NON-PROFIT SOFTWARE OUTFIT Mozilla gave a demonstration of the desktop and mobile versions of its upcoming web browser Firefox 4 to The INQUIRER at CeBIT.
In the video above you'll see a guide through what is hopefully the last beta version of Firefox 4, beta12. In a bid to rival Google's Chrome and stay ahead of Microsoft's IE8, the Mozilla's latest browser includes new features and is much faster than the previous version.
New features include a redesigned, more minimalist approach to the look and layout of the web browser that looks similar to Chrome. App tabs allow you to pin the websites you often visit so that they load and log you in when you open the browser.

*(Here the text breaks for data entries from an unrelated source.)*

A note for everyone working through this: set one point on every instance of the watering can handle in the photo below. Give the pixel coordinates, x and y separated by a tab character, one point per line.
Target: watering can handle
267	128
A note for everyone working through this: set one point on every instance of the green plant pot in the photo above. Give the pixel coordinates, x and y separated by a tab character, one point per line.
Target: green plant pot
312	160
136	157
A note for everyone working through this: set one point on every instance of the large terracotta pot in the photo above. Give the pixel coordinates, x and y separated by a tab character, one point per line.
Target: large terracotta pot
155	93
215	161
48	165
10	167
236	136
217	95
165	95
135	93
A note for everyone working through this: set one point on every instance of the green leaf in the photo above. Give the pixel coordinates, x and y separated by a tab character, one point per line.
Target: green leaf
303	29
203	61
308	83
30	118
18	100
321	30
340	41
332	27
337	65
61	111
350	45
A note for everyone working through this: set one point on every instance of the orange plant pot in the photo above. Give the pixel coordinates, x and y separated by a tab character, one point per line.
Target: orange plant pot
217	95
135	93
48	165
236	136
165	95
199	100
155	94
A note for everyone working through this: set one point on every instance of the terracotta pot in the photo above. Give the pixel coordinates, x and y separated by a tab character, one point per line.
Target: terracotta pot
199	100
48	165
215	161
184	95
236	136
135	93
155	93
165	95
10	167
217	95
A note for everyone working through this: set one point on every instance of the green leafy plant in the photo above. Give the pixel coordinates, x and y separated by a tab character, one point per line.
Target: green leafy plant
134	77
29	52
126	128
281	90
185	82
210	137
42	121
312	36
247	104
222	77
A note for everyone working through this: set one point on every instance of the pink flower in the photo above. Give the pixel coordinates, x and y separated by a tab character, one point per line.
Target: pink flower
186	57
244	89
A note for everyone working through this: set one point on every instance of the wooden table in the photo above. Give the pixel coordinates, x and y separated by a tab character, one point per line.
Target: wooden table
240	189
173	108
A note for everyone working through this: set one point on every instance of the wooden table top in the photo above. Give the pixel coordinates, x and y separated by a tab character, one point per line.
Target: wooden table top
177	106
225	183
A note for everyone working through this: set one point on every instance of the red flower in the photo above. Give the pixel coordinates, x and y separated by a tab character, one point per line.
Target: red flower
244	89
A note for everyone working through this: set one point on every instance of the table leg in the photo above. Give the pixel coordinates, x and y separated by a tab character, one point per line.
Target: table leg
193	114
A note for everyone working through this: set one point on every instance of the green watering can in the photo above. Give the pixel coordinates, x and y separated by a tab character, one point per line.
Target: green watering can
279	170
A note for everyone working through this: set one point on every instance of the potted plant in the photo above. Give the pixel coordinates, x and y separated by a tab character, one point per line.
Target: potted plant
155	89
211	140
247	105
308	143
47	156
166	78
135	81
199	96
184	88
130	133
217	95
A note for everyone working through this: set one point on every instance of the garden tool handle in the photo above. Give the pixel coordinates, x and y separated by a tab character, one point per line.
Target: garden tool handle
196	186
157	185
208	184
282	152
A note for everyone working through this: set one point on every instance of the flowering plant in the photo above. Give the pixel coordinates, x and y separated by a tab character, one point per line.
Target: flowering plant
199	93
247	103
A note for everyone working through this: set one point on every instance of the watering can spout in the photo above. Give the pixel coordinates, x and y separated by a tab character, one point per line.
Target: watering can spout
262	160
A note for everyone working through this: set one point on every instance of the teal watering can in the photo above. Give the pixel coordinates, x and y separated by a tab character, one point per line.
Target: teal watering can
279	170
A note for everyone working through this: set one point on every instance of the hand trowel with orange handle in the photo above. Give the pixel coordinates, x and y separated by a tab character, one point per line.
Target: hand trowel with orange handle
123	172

Tab grouping is a productivity feature that means you can arrange groups of different tabs, for example a group for work tabs and a group for personal tabs, and switch between them easily. This negates the need to have different browser windows for various groups of websites.
Also in the video, The INQUIRER was shown the mobile version of Firefox for use on Android devices, which can be synchronised with your desktop to mirror all your bookmarks and settings. µ
The preview in the video is of Firefox beta 12. Pinned apps may well have been remembered between sessions in that version - I didn't test them; but the fact is they are certainly not recalled between sessions in FF RC1.
Can anyone shed any light on this?
Fennec UI concept seems fairly sound, but they have tons of work left optimizing it.
This 4.0 preview is a little slick, but honestly their tab-groups lose to tab-stacking. The demonstrator seemed a little underinformed about interface changes, and did not go into the new security work.
FF4 renders the page really fast now, too bad the hardware accelerated fonts are horribly rendered,trigger headaches, and are will make FF4 die-hards recognizable, they'll all wear glasses after a couple of weeks.
I dunno why, but I think I've seen all of this somewhere before...
Oh wait, I know! I'm using the Firefox nightlies and they've been working beautifully for almost half a year now.